Estimating the kolmogorov complexity of the known laws of physics?

In the post Complexity and Intelligence, Eliezer says that the Kolmogorov Complexity (length of shortest equivalent computer program) of the laws of physics is about 500 bits:

Suppose you ran a Turing machine with unlimited tape, so that, starting from our laws of physics, it simulated our whole universe—not just the region of space we see around us, but all regions of space and all quantum branches. [...]

Then the “Kolmogorov complexity” of that entire universe [...] would be 500 bits, or whatever the size of the true laws of physics when written out as equations on a sheet of paper.

Where did this 500 come from?

I googled around for estimates on the Kolmogorov Complexity of the laws of physics, but didn’t find anything. Certainly nothing as concrete as 500.

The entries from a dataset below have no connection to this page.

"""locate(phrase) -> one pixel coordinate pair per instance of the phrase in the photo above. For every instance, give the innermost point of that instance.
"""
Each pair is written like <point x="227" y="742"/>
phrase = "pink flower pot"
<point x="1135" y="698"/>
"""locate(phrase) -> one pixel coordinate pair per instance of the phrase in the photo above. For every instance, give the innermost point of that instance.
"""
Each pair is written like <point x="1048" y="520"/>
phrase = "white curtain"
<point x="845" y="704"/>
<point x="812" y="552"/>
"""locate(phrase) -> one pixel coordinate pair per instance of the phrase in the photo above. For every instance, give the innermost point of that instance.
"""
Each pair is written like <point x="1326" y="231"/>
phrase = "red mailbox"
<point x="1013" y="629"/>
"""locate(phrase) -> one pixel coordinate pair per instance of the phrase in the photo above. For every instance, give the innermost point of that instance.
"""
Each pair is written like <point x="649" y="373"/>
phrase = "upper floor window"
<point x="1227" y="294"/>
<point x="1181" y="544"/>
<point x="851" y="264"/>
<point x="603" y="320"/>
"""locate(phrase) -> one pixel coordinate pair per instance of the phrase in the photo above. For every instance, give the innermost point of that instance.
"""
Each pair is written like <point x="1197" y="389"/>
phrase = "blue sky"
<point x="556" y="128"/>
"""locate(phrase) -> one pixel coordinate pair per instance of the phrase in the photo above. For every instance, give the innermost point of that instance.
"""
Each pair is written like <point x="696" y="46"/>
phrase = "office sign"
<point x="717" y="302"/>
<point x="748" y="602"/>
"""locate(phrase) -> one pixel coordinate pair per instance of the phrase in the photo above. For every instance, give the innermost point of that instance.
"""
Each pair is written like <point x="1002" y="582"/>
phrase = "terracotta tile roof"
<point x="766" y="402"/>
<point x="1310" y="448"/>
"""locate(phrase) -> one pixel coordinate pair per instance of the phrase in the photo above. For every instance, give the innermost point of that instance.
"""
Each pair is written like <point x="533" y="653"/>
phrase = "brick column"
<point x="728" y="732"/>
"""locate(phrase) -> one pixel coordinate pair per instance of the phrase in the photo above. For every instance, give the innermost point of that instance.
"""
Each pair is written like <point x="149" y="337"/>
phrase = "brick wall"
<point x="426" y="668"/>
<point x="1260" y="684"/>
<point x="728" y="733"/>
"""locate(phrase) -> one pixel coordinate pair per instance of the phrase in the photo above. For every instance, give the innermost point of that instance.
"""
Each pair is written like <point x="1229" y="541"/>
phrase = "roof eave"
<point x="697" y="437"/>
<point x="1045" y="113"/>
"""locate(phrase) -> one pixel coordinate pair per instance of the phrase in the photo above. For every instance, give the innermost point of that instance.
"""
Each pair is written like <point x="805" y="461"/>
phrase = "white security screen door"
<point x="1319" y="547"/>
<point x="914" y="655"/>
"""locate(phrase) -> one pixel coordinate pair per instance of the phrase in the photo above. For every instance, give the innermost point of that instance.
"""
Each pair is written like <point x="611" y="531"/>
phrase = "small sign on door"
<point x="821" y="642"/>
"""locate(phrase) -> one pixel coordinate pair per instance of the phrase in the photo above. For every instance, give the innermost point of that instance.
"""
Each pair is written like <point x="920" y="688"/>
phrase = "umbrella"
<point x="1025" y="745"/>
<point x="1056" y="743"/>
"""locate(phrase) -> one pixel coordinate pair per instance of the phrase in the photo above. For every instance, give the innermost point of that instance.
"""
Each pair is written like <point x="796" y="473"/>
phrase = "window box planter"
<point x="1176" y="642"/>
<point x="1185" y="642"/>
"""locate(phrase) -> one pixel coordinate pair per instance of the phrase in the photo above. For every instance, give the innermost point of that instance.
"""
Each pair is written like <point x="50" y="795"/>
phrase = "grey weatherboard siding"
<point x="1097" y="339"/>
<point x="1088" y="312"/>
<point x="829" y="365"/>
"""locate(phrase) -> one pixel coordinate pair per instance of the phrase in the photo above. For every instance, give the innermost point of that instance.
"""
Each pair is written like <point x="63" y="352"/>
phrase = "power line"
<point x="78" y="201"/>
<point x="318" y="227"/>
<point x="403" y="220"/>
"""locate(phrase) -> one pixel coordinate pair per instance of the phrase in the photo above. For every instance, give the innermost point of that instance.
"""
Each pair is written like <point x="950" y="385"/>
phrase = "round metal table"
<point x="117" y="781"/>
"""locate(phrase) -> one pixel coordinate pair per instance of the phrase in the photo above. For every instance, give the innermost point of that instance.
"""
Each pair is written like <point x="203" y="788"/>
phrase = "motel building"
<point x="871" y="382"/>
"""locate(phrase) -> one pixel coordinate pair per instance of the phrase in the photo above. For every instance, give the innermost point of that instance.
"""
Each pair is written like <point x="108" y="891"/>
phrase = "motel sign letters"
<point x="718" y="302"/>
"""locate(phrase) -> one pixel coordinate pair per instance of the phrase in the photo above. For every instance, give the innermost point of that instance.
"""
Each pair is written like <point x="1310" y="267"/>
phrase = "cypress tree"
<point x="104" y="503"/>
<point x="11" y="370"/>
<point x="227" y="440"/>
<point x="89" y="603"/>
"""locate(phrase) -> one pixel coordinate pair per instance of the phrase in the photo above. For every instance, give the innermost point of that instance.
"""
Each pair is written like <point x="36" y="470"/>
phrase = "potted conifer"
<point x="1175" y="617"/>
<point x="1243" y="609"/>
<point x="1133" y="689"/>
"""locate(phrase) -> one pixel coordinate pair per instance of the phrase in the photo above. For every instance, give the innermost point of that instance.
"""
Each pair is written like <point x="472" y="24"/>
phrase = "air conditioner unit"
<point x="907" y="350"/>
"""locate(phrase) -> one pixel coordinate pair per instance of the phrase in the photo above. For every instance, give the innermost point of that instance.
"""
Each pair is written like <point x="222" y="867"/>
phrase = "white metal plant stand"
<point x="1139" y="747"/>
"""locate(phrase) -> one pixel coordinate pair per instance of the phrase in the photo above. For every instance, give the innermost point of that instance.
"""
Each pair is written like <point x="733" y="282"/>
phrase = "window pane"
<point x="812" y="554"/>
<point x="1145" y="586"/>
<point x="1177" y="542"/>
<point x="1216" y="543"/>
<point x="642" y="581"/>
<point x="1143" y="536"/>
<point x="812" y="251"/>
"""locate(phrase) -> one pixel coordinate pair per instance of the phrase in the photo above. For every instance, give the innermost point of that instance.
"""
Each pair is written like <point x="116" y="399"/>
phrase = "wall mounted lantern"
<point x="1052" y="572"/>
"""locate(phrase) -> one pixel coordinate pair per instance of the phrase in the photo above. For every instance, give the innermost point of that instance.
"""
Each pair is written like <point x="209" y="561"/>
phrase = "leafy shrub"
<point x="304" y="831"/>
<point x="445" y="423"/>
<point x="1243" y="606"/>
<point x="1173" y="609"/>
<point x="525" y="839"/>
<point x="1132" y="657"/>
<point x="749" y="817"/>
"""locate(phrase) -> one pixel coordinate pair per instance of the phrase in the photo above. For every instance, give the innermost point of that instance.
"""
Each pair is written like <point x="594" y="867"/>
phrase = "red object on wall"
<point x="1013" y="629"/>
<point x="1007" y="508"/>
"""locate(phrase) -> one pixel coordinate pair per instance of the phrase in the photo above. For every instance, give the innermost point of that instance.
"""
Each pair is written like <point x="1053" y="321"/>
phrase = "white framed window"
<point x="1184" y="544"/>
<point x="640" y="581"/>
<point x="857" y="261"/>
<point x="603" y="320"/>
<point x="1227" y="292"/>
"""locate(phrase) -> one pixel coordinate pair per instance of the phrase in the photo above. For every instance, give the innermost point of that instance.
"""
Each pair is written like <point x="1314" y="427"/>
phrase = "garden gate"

I asked about it on the physics stack exchange, but haven’t received any answers as of yet.

I considered estimating it myself, but doing that well involves significant time investment. I’d need to learn the standard model well enough to write a computer program that simulated it (however inefficiently or intractably, it’s the program length that matters not it’s time or memory performance).

Based on my experience programming, I’m sure it wouldn’t take a million bits. Probably less than ten thousand. The demo scene does some pretty amazing things with 4096 bits. But 500 sounds like a teeny tiny amount to mention off hand for fitting the constants, the forces, the particles, and the mathematical framework for doing things like differential equations. The fundamental constants alone are going to consume ~20-30 bits each.

Does anyone have a reference, or even a more worked-through example of an estimate?